4/10
The fly in the Simon soup.
12 July 2022
Warning: Spoilers
For the most part, the film versions of Neil Simon's plays are successful, but there have been a few disappointments and this one is the biggest. After "Barefoot in the Park", "The Odd Couple" and "Plaza Suite", there was high hopes for the film version of this play, and outside of its star Alan Arkin as a typical neurotic New Yorker and Sally Kellerman as the first of three attempted flings (reminding me more of Brenda Vaccaro or Lainie Kazan than Margaret J. Houlihan from "M*A"S"H") who sharply tells him that she can't smoke water after asking for a cigarette during a coughing spell. Kellerman is deliciously critical and controlling of everything, qualities I normally don't find appealing, but Kellerman's delivery of each of her lines is delicious.
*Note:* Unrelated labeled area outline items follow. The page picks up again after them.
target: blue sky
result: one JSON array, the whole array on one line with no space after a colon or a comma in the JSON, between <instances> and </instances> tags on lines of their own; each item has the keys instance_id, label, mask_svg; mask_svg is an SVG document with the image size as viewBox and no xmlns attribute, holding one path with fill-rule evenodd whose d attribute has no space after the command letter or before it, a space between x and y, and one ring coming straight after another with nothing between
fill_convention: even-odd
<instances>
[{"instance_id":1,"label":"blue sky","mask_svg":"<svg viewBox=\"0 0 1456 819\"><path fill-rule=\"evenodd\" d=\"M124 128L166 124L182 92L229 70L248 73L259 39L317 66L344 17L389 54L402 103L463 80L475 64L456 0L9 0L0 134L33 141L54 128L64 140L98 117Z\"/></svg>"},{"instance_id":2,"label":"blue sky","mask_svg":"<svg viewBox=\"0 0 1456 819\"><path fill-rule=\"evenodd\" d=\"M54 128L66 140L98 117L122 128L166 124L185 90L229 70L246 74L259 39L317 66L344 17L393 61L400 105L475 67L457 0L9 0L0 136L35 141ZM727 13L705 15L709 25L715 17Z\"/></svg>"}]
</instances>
I wish I could say the same in appeal for Paula Prentice and Renee Taylor who are the second and third flings (attempted at least), probably ready to make Kellerman's character all the more desirable. Arkin, playing a lot older than his actual age, is very funny walking through the streets making observations, his insecurities overwhelming, and certainly not the red hot lover that he's trying to be. Prentiss, whose character seems sane when he first meets her outside Central Park, ultimately turned into a screeching mess that I just wanted him to push over the balcony, and Taylor's character really serves no purpose, especially in being there to help him wrap up the conflict of Arkin"s desires.

There's nothing wrong with a film version of a play seeming like a film version of a play, but there needs to be better camera work down there is here, definitely a deficiency of director Gene Saks. I saw this film years ago in my early twenties long before getting to know New York, and it's definitely meant for people who know New York. I did not like the film then at all, and many years later, that dislike has turned to a moderate ambivalence. This just ranks as a play that probably just should have stayed on the stage, although I don't think it has been revived since it's original production.